In the same vein, they’re mighty proud (to say the least) of all their poll “championship” awards up in Tuscaloosa, and again, why shouldn’t they be? It’s a very nice thing to get an award that says you have the best team in the country, even if it is no more than a representation of a few sportswriters’ and/or coaches’ opinions.
But that’s all the poll “championships” are. That’s all they’ve ever been, and that’s all they ever will be. They have exactly as much credibility as a poll of you and your best football-fan buddies would have--maybe less, since sportswriters, being human beings, are as subject to human frailties like bias and laziness as anybody else, and a coach voting in a secret “championship” poll that includes his own rivals is pretty darn close to the definition of “conflict of interest.”

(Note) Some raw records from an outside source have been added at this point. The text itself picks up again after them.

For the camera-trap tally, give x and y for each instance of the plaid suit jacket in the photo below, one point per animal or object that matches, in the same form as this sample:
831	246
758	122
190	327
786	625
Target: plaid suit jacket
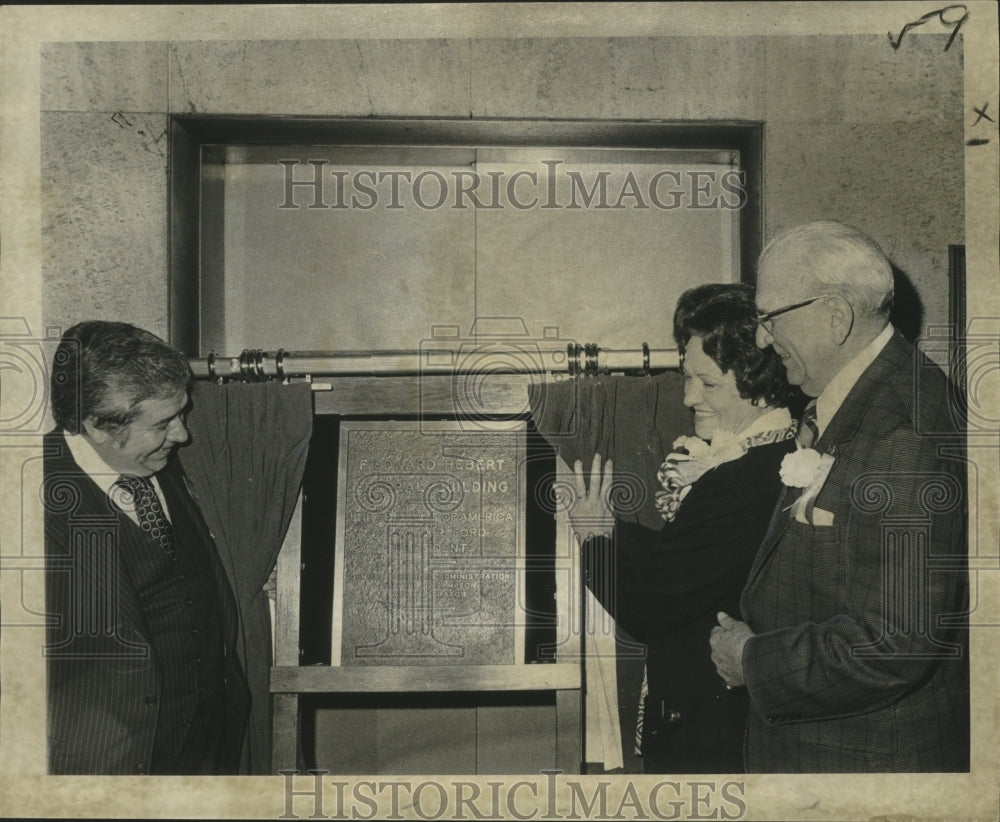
859	662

How much value you should place in a poll “championship” is directly related to how much you value the opinions of sportswriters, or of coaches who’re in competition with your own favorite team. Again, they’re nice things, but all they’ll really tell you is what a small group of people felt like one morning in January. Are you really so willing to rate the success or failure of your team on that criteria? Heck, if we placed all our trust in media polls, we wouldn’t have had an actual election in 2004, and John Kerry would be living in the White House.
Let’s cut to the chase: Florida will not be the national champion this year.
Neither will Michigan, or Boise State (next time you complain about AU or UF getting rooked, just imagine how the Utah and Boise and Tulane fans must feel), or even Ohio State.
There won’t be a national champion in Division 1-A. There never has been a national champion in Division 1-A. There have just been a lot of awards. Nice things to get—but they’re not championships. You can't "win" something that doesn't exist.